On Sunday 12 November 2006 12:43, K.J. Petrie (Instabook) wrote:
I have a domain. Let's call it example.com, and I have an ISP (call them
dirtcheapbroadband.net). Dirtcheapbroadband give me a POP mailbox as part
of the service at myname(_at_)dirtcheapbroadband(_dot_)net(_dot_) However, I
want to send
and receive mail as anything(_at_)example(_dot_)com(_dot_) So I set up an
account with
domainparkingishere.net to forward all mail addressed to
*(_at_)example(_dot_)com to
myname(_at_)dirtcheapbroadband(_dot_)net(_dot_) I send my outgoing mail
through
dirtcheapbroadband.net's server, which doesn't seem to mind my From
identity not being a dirtcheapbroadband.net one.
I suspect that you will find that dirtcheapbroadband.net will eventually
notice too much spam coming from domainparkingishere.net and block them.
I used to do this for my father via my domain host to his AOL account.
Eventually my webserver got blocked by AOL.

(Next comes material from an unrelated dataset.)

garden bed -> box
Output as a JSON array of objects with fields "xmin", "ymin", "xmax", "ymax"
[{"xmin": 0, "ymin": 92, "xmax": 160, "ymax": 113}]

It's a much easier solution to pick a domain host that offers mailboxes and
pop the mail direct from there. If you really want it all delivered to you
locally, you can use something like fetchmail to pull all the messages to
you.
I see your point, but I think that you are missing one important issue...
The relationship between the forwarder and the receiver is a trust
relationship. If your ISP gave you an option to whitelist certain
forwarders, it would be based on your trust of the forwarder. If they did it
globally, it would be based on their trust of the forwarder. Such trust
relationships cannot be established via a standardized protocol.